The House of Hwang represents the wealth and respect to which Wang Lung aspires, but also the danger of excess and degeneracy that goes along with it. Wang Lung is first entirely intimidated by the house and doesn’t know how to act within its bounds, as it represents a world far beyond that which he’s used to. Over the course of the book, the state of the house and those who live within it deteriorates while Wang Lung’s fortunes rise, though he never ceases to see the house as a marker of wealth due to its earlier greatness. When Wang Lung’s eldest son suggests that he rent the inner courts of the house, Wang Lung does so for the feeling of power that it gives him as he symbolically replaces the Hwang family whom he always regarded as far superior to him. Taking over the house marks the pinnacle of Wang Lung’s rise.
However, the house also embodies the cyclical nature of the story. The Hwangs had to leave their house because they frittered away all their money on luxuries and then were robbed by a band that included their own starving servants. When Wang Lung moves into the house, he and his family also fall into luxurious habits, and the uncle’s wife’s addiction to opium even mirrors the Old Mistress’s. The common people grumble of revolting against the rich when the eldest son drives them out of the outer courts. Finally, at the end of the book Wang Lung’s sons plan to sell his land, just as the Hwang family sold theirs before their downfall. Thus, Wang Lung’s move into the House of Hwang seems to set him in the footsteps of the Hwang family, not only in their prosperity, but also in their decline.
The House of Hwang Quotes in The Good Earth
“Raise him,” said the old lady gravely to the gateman, “these obeisances are not necessary. Has he come for the woman?”
“Yes, Ancient One,” replied the gateman.
“Why does he not speak for himself?” asked the old lady.
“Because he is a fool, Ancient One,” said the gateman...
This roused Wang Lung and he looked with indignation at the gateman.
“I am only a coarse person, Great and Ancient Lady,” he said. “I do not know what words to use in such a presence.”

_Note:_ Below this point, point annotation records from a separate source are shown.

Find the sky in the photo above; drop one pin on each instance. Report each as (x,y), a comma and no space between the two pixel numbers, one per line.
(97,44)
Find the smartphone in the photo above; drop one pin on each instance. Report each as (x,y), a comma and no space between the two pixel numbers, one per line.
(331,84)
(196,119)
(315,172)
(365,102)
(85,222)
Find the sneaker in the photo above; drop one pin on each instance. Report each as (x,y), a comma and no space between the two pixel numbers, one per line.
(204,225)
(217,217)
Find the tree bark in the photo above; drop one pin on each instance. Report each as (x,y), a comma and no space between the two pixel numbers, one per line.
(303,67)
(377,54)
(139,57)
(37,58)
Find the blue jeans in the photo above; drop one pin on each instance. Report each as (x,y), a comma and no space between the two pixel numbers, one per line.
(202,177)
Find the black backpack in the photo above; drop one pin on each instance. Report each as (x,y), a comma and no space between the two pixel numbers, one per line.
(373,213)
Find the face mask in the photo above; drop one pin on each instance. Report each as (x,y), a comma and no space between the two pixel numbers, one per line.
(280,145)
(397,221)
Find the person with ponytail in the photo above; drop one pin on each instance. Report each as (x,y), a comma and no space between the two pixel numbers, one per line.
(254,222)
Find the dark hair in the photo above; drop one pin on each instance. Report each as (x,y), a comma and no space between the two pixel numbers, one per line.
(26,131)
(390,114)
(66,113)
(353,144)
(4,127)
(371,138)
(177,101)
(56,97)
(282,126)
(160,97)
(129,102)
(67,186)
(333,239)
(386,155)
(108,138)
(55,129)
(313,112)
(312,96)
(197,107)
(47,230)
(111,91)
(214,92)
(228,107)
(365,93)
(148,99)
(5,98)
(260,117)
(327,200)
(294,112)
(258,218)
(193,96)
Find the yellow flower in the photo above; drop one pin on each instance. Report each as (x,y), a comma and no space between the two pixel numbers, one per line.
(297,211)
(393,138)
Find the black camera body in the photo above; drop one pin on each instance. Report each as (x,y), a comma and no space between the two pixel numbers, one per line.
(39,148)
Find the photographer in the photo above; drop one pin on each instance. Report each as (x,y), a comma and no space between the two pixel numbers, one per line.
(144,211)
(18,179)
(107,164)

I had but a moment for private talk with the cook under whom I worked before... but she said, ‘This house cannot stand forever with all the young lords, five of them, spending money like waste water in foreign parts and sending home woman after woman as they weary of them, and the Old Lord living at home adding a concubine or two each year, and the Old Mistress eating enough opium every day to fill two shoes with gold.’
“If I could have two,” she went on humbly, “only two small ones—two small white pearls even...”
“Pearls!” he repeated, agape... Then Wang Lung... looked for an instant into the heart of this dull and faithful creature, who had labored all her life at some task at which she won no reward and who in the great house had seen others wearing jewels which she never even felt in her hand once.
But all this was not a sudden thing. All during the lifetime of the Old Lord and of his father the fall of this house has been coming. In the last generation the lords ceased to see the land and took the moneys the agents gave them and spent it carelessly as water. And in these generations the strength of the land has gone from them and bit by bit the land has begun to go also.
Now Wang Lung in the old days when the great family were there would have felt himself one of these common people and against the great and half hating, half fearful of them. But now that he had land and that he had silver and gold hidden safely away, he despised these people who swarmed everywhere, and he said to himself that they were filthy and he picked his way among them with his nose up and breathing lightly because of the stink they made. And he despised them and was against them as though he himself belonged to the great house.
There before him was the great carven dais where the old lady had sat, her fragile, tended body wrapped in silvery satin.
And moved by some strange impulse he went forward and he sat down where she had sat and he put his hand on the table and from the eminence it gave him he looked down on the bleary face of the old hag who blinked at him... Then some satisfaction he had longed for all his days without knowing it swelled up in his heart and he smote the table with his hand and he said suddenly,
“This house I will have!”
...[T]hese common people found that the rent for the rooms and the courts where they lived had been greatly raised... and they had to move away. Then they knew it was Wang Lung’s eldest son who had done this...
The common people had to move, then, and they moved complaining and cursing because a rich man could do as he would and they... went away swelling with anger and muttering that one day they would come back even as the poor do come back when the rich are too rich.